Multivariate Adaptive Regression Splines in a Nutshell

maths & statistics
Author

zenggyu

Published

2018-06-16

Abstract
A gentle introduction to multivariate adaptive regression splines.

Introduction

This post introduces multivariate adaptive regression splines (MARS). The focus of this post is to explain the algorithm in a regression context1, and some background knowledge on stepwise linear regression is necessary.

1 MARS can also incorporate logistic regression to predict probabilities in a classification context.

The Building Blocks

Like standard linear regression, MARS uses the ordinary least squares (OLS) method to estimate the coefficient of each term. However, instead of an original predictor, each term in a MARS model is a basis function derived from original predictors. A basis function takes one of the following forms:

  1. a constant 1, which represents the intercept;
  2. an original predictor from the data set;
  3. a hinge function (see below) derived from a predictor;
  4. a product of two or more hinge functions derived from different predictors, which captures the interaction between/among the predictors.

MARS does not treat categorical predictors differently from standard linear regression. However, for each of all combinations of continuous predictors and their observed values, MARS creates a reflected pair of hinge functions in the form

\[ \{max(0, x - c), max(0, c - x)\} \quad (1) \]

where \(x\) denotes a continuous predictor; \(c\) denotes an observed value of that predictor which is referred to as a knot. Hinge functions are piecewise linear and each is used to model an isolated portion of the original data. For example, \(max(0, x - c)\), which is symmetrical to \(max(0, c - x)\), is a linear function of \(x\) when \(x > c\) but remains constantly at zero otherwise. Suppose there are \(p\) continuous predictors and they all have \(n\) distinct values, then there will be \(np\) such pairs of hinge functions. The model-training process will iteratively select and add some of them into the model (see the next section).

Let \(h_m(X)\) (\(m \in \{0, 1, ..., M\}\)) denote the basis functions2, then a MARS model can be written as

2 Since there may be multiple predictors in a basis function, \(h_m(X)\) should be considered as a function over the entire predictor space.

\[ f(X) = \sum_{m = 0}^{M} \beta_m h_m(X) \]

where \(h_0(X) = 1\) is the only constant basis function.

The Training Process

The training process of MARS is similar to a forward stepwise linear regression: at each step, MARS selects new terms into the model that minimize the sum of squared error using OLS. However, the construction of new terms by MARS is more sophisticated and deserves further description.

Initially, the basis function \(h_0(X) = 1\) is added to the model and the result is a model with an intercept term \(\beta_0\).
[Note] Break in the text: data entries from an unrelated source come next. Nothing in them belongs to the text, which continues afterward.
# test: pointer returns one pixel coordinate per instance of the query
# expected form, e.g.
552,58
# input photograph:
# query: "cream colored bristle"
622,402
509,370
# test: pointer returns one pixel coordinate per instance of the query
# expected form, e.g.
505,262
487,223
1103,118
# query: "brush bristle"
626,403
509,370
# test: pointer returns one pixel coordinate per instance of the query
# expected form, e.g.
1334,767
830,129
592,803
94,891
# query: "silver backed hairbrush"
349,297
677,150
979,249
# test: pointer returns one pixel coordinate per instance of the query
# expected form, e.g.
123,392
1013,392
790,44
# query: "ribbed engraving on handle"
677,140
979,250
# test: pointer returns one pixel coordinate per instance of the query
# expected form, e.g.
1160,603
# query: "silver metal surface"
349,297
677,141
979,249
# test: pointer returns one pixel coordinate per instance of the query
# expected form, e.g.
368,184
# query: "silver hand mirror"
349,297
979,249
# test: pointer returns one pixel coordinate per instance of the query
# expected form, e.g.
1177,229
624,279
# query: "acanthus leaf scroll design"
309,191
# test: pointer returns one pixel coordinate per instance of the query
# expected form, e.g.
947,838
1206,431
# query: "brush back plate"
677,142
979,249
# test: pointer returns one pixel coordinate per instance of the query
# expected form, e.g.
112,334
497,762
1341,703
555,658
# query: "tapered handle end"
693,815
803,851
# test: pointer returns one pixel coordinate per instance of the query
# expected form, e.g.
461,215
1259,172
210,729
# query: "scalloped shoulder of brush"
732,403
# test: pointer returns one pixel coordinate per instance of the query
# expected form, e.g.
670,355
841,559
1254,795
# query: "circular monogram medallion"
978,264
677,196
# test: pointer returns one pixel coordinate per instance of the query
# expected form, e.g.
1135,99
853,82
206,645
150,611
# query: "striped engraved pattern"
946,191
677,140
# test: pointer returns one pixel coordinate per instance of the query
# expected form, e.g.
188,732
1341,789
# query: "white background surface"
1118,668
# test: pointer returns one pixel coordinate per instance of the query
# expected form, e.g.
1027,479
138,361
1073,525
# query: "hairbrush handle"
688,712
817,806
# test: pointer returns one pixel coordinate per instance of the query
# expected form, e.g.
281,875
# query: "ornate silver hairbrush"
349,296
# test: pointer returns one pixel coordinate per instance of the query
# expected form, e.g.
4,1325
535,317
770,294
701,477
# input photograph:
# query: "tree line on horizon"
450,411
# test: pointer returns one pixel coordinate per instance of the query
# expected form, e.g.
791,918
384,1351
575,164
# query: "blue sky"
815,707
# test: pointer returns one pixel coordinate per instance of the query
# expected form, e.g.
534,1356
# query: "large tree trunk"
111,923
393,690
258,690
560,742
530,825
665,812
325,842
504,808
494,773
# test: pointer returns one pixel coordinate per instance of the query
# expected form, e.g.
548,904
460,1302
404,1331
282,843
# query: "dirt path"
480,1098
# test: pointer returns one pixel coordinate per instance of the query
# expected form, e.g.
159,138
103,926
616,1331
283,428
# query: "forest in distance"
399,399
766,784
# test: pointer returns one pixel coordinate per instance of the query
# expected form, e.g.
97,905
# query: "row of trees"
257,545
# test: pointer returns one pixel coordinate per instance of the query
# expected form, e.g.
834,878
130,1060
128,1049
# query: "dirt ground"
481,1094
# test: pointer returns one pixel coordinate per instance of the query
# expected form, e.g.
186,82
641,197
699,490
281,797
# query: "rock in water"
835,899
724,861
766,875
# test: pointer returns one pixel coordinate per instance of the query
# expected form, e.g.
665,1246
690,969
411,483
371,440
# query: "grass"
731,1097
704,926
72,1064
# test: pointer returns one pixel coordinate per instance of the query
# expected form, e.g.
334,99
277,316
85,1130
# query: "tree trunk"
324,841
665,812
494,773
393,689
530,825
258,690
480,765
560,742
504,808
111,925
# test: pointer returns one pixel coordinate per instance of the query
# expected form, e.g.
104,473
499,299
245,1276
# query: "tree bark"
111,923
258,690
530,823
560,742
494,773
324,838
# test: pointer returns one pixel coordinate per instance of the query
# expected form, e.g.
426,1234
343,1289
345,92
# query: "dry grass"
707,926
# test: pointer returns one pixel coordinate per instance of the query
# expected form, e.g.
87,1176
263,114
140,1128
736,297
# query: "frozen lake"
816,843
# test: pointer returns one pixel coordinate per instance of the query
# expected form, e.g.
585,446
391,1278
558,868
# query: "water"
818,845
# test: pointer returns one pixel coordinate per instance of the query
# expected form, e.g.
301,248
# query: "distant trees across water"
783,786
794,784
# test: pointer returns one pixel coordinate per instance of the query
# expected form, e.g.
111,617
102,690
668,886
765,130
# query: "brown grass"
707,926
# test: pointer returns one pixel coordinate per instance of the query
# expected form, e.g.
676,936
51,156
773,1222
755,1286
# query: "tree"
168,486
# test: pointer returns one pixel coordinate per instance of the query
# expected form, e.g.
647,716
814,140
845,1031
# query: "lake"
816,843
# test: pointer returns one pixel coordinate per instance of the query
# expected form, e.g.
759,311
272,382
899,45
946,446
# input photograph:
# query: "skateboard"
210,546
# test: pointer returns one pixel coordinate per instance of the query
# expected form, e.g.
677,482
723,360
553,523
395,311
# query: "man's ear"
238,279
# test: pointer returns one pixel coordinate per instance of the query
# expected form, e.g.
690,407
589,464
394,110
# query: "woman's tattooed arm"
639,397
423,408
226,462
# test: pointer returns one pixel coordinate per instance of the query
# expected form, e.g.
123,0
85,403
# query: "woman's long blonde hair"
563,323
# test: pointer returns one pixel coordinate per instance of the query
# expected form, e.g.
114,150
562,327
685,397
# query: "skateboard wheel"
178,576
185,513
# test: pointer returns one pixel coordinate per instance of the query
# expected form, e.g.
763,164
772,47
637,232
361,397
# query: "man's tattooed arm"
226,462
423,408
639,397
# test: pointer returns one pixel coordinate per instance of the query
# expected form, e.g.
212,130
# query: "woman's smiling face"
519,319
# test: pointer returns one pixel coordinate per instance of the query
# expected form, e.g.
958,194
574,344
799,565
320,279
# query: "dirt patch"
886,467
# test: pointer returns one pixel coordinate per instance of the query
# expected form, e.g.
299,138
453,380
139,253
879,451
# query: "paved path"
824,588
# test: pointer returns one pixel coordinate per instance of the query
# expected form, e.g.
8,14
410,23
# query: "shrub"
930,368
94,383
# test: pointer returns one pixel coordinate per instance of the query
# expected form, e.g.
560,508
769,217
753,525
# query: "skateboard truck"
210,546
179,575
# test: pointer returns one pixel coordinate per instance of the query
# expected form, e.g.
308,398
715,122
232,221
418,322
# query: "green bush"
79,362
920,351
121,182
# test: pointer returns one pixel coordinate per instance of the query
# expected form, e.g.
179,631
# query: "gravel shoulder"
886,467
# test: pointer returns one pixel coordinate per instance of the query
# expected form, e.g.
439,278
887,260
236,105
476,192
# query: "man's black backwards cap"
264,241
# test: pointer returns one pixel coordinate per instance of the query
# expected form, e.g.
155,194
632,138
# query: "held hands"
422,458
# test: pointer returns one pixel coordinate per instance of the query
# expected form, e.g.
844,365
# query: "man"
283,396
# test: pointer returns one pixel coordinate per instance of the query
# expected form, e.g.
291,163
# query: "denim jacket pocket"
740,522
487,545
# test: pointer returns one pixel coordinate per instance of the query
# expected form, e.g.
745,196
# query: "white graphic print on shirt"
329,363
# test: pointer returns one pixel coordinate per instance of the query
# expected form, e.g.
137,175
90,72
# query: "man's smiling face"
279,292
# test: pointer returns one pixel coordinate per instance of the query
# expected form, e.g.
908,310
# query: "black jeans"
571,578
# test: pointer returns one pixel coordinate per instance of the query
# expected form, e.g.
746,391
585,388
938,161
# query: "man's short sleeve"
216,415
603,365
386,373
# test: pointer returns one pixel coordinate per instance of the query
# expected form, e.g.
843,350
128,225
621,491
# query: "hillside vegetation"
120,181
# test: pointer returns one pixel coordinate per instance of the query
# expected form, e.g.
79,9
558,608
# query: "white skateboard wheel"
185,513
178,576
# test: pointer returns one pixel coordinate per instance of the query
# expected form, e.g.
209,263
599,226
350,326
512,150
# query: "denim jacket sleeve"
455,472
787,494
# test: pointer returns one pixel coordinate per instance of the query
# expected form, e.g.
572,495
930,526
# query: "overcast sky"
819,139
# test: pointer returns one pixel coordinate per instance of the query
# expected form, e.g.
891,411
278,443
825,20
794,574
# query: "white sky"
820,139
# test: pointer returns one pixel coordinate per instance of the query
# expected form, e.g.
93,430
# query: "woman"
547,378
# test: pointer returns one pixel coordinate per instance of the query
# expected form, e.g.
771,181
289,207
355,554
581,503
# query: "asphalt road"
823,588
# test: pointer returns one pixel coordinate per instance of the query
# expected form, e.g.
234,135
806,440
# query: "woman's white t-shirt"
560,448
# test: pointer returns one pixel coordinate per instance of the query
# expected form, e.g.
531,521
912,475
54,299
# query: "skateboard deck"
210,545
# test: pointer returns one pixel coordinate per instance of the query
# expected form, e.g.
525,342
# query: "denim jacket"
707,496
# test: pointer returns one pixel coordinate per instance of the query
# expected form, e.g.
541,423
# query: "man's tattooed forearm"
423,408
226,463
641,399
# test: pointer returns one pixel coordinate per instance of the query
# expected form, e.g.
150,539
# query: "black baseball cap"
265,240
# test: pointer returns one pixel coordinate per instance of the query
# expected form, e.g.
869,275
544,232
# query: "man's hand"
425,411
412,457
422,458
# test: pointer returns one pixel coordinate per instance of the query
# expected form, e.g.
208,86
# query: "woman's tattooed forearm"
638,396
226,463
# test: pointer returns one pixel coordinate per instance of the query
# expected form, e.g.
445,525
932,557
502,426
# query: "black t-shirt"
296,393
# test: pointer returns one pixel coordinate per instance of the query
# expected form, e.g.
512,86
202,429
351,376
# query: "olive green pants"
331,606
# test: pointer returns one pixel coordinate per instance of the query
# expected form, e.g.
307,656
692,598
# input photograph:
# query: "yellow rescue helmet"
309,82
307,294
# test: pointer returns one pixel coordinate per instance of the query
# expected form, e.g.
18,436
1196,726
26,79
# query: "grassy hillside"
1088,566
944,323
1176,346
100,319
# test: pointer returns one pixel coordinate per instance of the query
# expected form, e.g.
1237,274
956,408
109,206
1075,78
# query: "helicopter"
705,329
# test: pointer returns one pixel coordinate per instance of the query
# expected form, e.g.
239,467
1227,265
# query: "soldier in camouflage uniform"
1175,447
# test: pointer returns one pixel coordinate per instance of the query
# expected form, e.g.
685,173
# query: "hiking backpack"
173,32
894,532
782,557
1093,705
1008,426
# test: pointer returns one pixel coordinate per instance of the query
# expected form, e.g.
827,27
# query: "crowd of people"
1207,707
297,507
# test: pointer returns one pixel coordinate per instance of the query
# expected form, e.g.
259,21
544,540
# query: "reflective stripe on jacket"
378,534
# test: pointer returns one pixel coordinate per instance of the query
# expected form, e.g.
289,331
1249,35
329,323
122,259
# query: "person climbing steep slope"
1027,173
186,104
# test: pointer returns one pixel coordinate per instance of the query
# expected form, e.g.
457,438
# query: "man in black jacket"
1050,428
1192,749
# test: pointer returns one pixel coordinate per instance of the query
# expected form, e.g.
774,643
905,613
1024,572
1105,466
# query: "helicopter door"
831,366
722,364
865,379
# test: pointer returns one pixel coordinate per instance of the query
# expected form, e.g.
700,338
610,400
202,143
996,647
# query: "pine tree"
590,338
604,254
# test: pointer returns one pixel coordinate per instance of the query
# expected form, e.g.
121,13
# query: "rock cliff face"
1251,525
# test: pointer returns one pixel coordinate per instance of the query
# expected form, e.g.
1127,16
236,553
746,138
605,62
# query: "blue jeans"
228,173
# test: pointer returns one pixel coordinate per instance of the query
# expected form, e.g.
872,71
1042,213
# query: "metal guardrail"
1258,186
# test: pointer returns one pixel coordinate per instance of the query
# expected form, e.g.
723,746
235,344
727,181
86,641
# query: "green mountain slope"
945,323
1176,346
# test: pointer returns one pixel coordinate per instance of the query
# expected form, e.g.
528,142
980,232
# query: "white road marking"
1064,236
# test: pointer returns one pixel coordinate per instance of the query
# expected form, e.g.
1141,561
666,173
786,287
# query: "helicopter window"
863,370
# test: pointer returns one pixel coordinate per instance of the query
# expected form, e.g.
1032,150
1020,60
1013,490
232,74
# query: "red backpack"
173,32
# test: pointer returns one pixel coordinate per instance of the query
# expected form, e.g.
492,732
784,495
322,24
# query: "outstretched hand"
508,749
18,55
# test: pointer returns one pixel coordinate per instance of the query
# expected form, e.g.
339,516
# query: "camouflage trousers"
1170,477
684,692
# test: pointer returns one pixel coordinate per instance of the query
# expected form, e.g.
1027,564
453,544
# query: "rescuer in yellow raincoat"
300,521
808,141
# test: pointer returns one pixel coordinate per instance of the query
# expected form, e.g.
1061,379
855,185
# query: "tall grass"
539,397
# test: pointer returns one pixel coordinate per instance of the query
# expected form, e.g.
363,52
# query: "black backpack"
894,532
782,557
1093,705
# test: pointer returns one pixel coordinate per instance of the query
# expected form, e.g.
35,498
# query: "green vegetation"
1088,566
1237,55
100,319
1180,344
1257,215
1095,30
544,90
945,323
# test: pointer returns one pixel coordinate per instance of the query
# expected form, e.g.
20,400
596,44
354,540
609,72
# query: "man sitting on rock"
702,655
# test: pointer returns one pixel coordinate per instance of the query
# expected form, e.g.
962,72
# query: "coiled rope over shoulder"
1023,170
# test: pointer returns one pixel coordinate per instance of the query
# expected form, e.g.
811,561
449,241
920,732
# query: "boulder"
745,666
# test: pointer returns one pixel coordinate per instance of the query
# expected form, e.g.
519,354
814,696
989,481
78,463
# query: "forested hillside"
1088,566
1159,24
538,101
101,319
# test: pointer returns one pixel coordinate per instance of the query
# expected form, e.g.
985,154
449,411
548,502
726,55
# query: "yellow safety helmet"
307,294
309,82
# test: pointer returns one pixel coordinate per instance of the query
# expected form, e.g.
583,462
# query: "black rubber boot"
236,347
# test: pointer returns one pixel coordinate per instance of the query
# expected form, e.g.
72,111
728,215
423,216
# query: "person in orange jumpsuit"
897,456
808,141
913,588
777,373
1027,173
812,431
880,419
At each subsequent step, an original predictor or a reflected pair of hinge functions are selected and added to the model. The selected pair of hinge functions (or original predictor) can enter the model directly; alternatively, they can be multiplied by an existing basis function that is already in the model (candidate functions are excluded) and become new basis functions. The second case allows the interaction between/among different predictors to be modeled. Note that a reflected pair of hinge functions always enter the model together (but may be removed separately in the pruning process; see the next section). The training process goes on until it meets one of many condition such as: 1. maximum number of model terms before pruning; 2. forward stepping threshold measured by \(R^2\).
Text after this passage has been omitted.